The Power of Routine Maintenance
February 21, 2011
We humans are novelty-seeking creatures. We are attracted to anything that is new and exciting. Some new tools and new ideas can revolutionize your sales efforts and produce new and exciting results; they are worth looking into. However, much of what you need to do to succeed in sales is simple, disciplined, routine maintenance.
There is a difference between disciplines and goals. There is a difference between activity and effectiveness. Activity that is taken sporadically produces sporadic results. Disciplined, routine maintenance is not sporadic and produces predictable results—especially over the long term.
The Routine Maintenance of Prospecting
The laws of the sales universe are such that the more desperate you are to fill your pipeline with new opportunities, the more difficult it is too achieve that outcome.
The routine maintenance of building and maintaining your sales pipeline is daily prospecting. No opportunity is ever closed that isn’t first opened, and you must continually open new relationships. It is an activity that, to produce great results, needs to be approached as a daily, disciplined routine.
Prospecting sporadically produces stress, missed commitments, and the desperation that leads to taking something less than your dream client. The power of prospecting day after day, week after week, and month after month is that it produces a pipeline of opportunities.
The Routine Maintenance of Nurturing
To succeed in sales you need to develop the relationships that you need to win before you need them.
Nurturing your dream clients, while being perhaps the most important activity you can take towards your success, is never urgent. There is no way to cram relationships, and there is no way to cram trust. These things take a careful, determined, and active patience.

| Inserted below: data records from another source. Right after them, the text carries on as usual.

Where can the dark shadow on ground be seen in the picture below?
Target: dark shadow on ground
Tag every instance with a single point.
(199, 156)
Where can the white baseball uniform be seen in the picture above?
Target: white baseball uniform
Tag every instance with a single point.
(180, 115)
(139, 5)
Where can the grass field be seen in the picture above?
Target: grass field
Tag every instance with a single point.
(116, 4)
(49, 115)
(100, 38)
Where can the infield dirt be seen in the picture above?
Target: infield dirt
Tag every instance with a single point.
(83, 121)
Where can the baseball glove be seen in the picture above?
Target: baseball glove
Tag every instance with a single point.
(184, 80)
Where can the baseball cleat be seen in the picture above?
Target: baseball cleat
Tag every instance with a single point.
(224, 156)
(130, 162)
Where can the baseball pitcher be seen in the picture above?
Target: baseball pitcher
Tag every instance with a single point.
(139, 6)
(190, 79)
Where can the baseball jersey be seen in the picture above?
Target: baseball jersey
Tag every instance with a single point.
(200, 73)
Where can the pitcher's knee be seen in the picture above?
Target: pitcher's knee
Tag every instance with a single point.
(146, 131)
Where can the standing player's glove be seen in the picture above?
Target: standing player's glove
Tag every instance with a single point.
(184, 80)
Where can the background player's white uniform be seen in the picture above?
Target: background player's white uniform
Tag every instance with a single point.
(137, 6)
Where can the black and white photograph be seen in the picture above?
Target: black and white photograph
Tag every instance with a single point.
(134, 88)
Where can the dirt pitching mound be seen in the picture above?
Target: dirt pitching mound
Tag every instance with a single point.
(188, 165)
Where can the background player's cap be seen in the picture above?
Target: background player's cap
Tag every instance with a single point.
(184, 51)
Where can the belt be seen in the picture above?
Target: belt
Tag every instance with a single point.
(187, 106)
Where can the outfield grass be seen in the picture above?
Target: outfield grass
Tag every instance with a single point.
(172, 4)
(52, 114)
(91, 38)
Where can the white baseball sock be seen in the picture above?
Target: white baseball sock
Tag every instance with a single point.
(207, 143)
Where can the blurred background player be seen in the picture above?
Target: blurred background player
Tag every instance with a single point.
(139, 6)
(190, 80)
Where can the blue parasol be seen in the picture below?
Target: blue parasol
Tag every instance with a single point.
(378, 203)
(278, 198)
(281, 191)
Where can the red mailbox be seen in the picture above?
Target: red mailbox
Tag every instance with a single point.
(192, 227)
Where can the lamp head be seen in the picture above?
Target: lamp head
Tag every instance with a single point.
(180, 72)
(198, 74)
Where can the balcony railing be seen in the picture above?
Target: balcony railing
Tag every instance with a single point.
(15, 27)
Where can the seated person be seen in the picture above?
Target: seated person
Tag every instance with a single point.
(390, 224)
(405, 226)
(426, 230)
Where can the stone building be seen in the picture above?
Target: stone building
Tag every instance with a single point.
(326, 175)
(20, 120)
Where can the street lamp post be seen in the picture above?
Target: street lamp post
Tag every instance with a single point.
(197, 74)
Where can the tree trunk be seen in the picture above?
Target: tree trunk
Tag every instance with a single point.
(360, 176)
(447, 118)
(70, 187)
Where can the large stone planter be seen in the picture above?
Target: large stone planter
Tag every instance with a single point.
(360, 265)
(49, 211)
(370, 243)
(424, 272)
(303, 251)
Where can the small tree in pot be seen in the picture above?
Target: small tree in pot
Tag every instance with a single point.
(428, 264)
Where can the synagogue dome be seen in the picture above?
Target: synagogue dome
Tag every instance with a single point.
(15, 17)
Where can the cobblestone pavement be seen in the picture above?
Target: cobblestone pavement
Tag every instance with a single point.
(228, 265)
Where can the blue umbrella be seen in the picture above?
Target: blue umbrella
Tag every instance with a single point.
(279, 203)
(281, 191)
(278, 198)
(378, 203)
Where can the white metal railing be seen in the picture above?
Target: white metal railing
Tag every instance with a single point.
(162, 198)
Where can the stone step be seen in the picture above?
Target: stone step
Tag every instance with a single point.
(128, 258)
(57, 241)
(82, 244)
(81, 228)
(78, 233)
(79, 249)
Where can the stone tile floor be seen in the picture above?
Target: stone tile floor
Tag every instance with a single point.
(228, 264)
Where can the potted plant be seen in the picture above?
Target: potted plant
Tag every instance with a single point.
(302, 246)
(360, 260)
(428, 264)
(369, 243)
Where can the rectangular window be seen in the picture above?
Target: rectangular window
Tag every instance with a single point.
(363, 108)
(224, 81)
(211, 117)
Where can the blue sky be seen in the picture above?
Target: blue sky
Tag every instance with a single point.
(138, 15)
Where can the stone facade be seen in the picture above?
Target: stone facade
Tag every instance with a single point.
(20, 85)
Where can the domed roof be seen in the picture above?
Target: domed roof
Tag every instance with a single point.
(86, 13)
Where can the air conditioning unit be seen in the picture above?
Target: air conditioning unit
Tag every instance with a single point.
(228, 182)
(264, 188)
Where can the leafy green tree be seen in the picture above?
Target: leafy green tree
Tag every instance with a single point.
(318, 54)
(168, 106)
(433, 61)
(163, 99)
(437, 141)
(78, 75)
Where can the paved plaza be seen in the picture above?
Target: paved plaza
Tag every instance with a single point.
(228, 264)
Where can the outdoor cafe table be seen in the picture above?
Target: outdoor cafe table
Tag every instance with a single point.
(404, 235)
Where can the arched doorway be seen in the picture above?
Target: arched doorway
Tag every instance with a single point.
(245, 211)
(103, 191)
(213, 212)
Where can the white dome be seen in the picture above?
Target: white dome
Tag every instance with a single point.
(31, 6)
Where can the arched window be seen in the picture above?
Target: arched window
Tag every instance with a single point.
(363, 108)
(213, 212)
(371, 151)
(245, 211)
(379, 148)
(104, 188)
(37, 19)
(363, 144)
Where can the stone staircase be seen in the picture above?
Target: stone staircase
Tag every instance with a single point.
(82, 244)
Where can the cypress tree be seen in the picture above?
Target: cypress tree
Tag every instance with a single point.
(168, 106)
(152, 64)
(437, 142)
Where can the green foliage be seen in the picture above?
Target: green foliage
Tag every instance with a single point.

Nurturing relationships, like prospecting, isn’t an activity that can be taken sporadically and produce predictable results. The power of nurturing as a routine maintenance is that it builds trust and the relationships you need before you need them.
The Routine Maintenance of Existing Client Relationships
You made promises to your existing clients when they were just a dream. You have kept those promises. But resting on your laurels is a recipe for disaster.
When your client’s needs change, or when their world throws something unexpected at them, you need to be there to help them overcome the obstacles or capitalize on the opportunities. Not being there, and not proactively working to anticipate and adapt to their changing needs allows dissatisfaction to creep in—the same kind of dissatisfaction that created the opportunity that brought your dream client to you.
The power of the routine maintenance of your existing clients is that it demonstrates that you care enough to walk your talk, and that you are a proactive partner for the long term.
Take care of the daily routine maintenance and let the routine daily maintenance take care of you.
Questions
What are the daily, weekly, monthly, and quarterly routines that you need to run in order to be successful?
What are the challenges to doing the routine maintenance that produces the results that you need?
What are the unhealthy, time-stealing routines that you run daily, but that limit your effectiveness?
What routines would recommend to other salespeople that would make them more effective?